A implementação de fontes de energia renováveis é importante para que os países possam cumprir com metas estabelecidas no Acordo de Paris. O documento é atualmente o principal tratado que propõe medidas para frear o avanço das mudanças climáticas no mundo. Em termos práticos, o que se espera é que os governos tomem ações para impedir o aumento de 2ºC na temperatura global em relação à era pré-industrial.
O Brasil já tem uma vantagem em relação aos demais signatários do tratado, com uma matriz energética de 48% renovável, enquanto a média mundial é de 15%, segundo o Ministério de Minas Energia. No entanto, há recursos no país para aumentar ainda mais esse valor, especialmente na região nordeste, onde existe um potencial energético natural tanto para a matriz solar quanto eólica.
A exploração dessa capacidade é atrativo para frear as emissões de carbono, como explica a coordenadora do Plano Nordeste Potência, Cristina Amorim. O Plano é uma iniciativa encabeçada por coletivo de organizações não-governamentais brasileiras que desde 2020 trabalha junto a comunidades desta região do país impactadas pelos projetos de energia renovável.
“Precisamos, sim, reduzir as emissões do setor de energia e isso significa principalmente a queima de combustíveis fósseis, o transporte, e a indústria. Todos os setores devem fazer o seu papel, incluindo o de energia”, diz Amorim.
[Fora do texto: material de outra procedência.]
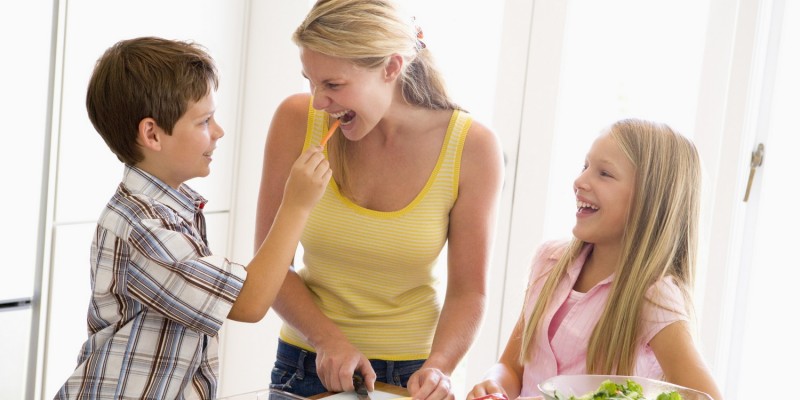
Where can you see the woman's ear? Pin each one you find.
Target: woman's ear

Para a coordenadora da iniciativa, no entanto, a forma como esses novos modelos são implementados deve ter atenção redobrada. “Toda tecnologia [de infraestrutura], como obras, tem impactos, mas isso não significa que o que está sendo feito está próximo do ideal. Como está sendo implementada não beneficia a [ação para enfrentar] crise climática”, diz ela.
“Os casos dos parques solares mostram que muitas vezes desmatam para poder implementar o projeto, então emite gases de efeito estufa de um lado para retirar do outro, além das inúmeras violações de direitos humanos que ocorrem nesse processo”, complementa.
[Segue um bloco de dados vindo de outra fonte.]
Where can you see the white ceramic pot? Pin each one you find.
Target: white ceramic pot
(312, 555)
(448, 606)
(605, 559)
Como resultado do trabalho, o coletivo lançou uma série de recomendações para empresas e governos de como fazer a implementação dessas energias renováveis no país. Em outubro de 2023, grupos do nordeste lançaram um outro manifesto pedindo por uma transição energética justa.
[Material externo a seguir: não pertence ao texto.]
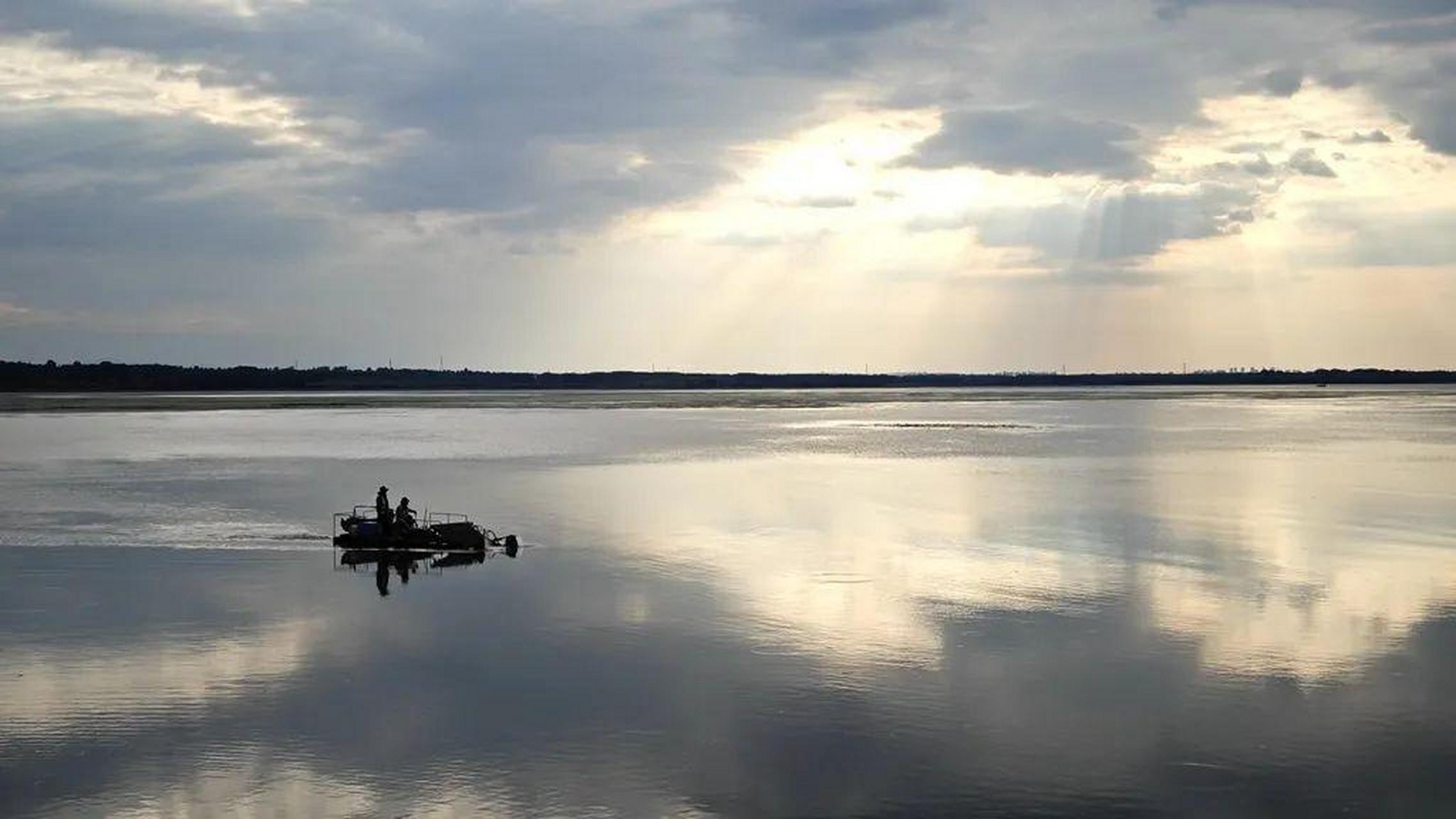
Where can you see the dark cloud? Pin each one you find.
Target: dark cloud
(1031, 140)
“Defendemos uma transição energética justa e popular que considere processos politicamente democráticos, economicamente solidários, culturalmente dialógicos e ecologicamente sustentáveis, na qual todos os saberes tenham chances iguais de expressarem as visões e práticas”, diz trecho do documento, assinado por 79 entidades.
“Essa transição tem que ser justa e democrática. Precisa de transparência, diálogo e o que observamos é que ela também pode ser um vetor para combater a desigualdade”, completa Amorim.